How has studying abroad impacted your life both personally and professionally?
Studying abroad gave me the independence to take control of my academics in a way I had not done previously. Discovering that I was able to live and succeed in another country while speaking another language gave me the confidence to know I could succeed on my own in my studies back home. I also made some close friends with whom I still remain in contact, even attending a few of their weddings since. I made some of my favorite memories during my time in Italy and I regularly advocate for studying abroad to current students who are considering it. Even if you may not directly use the knowledge you gain through study abroad in your daily work, the experiences will always better round you and make you more worldly.
What are you doing now?
I am a Program Manager at the Foreign Agricultural Service at USDA. I manage teams of international trade development experts in conjunction with the US Agency for International Development (USAID). I am interested in international relations, politics and business management. I consider myself a bit of a ‘political junkie’ and am fascinated with the inner-workings of Washington, DC. I am actively engaged with my alumni association as the president of my local chapter and I try to volunteer in my community as much as possible. I enjoy having many friends and trying new experiences to further broaden my perspective.
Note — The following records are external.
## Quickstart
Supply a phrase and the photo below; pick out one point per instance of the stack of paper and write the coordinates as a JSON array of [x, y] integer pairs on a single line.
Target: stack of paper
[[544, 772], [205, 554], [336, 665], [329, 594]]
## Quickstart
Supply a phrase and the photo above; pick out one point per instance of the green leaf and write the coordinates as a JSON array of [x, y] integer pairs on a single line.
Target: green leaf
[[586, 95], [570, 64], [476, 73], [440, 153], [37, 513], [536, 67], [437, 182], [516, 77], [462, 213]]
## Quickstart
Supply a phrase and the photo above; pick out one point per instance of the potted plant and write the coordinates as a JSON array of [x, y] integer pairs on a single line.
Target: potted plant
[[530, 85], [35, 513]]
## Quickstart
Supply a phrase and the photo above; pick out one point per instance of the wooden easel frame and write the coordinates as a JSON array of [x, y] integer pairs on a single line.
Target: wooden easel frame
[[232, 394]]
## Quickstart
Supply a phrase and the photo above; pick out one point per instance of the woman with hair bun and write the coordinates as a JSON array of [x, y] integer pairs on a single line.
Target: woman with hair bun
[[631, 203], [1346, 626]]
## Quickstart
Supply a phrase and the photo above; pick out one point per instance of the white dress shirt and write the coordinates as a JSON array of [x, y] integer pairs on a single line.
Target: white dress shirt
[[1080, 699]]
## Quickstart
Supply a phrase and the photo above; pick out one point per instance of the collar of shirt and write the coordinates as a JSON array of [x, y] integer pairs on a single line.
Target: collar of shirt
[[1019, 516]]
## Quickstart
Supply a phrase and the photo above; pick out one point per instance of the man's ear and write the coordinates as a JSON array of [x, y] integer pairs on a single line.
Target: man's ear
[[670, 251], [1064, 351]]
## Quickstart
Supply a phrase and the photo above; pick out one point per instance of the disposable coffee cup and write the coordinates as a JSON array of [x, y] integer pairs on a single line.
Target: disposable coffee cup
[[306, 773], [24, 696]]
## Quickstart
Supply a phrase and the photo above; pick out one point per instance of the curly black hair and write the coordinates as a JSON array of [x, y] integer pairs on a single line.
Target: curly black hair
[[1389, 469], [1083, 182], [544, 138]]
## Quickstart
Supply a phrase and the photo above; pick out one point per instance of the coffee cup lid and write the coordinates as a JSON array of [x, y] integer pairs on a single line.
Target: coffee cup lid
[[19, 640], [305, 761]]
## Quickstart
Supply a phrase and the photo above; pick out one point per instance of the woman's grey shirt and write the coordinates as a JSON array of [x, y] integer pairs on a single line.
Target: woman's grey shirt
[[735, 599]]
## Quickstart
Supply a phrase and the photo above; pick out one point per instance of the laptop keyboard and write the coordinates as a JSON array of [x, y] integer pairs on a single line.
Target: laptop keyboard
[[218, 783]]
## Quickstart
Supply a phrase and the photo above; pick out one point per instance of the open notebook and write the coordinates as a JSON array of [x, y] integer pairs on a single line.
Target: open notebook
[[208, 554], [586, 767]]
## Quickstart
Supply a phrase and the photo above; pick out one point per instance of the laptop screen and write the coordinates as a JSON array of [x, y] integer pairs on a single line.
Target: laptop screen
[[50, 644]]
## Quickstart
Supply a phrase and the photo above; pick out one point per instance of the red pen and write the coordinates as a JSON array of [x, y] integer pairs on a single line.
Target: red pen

Are you still in touch with the friends you made in Perugia?
Yes, of course! I went to a couple weddings of friends I met in Perugia and I remain close to several of them.
What is one piece of advice you would give to prospective students thinking of studying abroad?
Whatever your reservations are about studying abroad, get over them! This will be the most impactful experience of college and you should do whatever it takes to take this opportunity. Know that whatever is making you hesitate (fulfilling academic requirements, not understanding the language, stepping out of your comfort zone, etc.) are only short-term considerations. You will have the experience of studying abroad with you for the rest of your life and those considerations will seem trivial in hindsight compared to the wealth of knowledge you will gain as a result of taking a chance.
What is one piece of advice you would give to students studying abroad (during or after their experience)?
Try to learn the language of the country you are living in and keep practicing after you left. I regret not having kept using my Italian after I left and now I feel like I have lost it. It is hard to keep practicing when you do not necessarily have to but you will be thankful in ten years when you can still carry on a conversation in your practiced language. It can open lots of professional doors as well!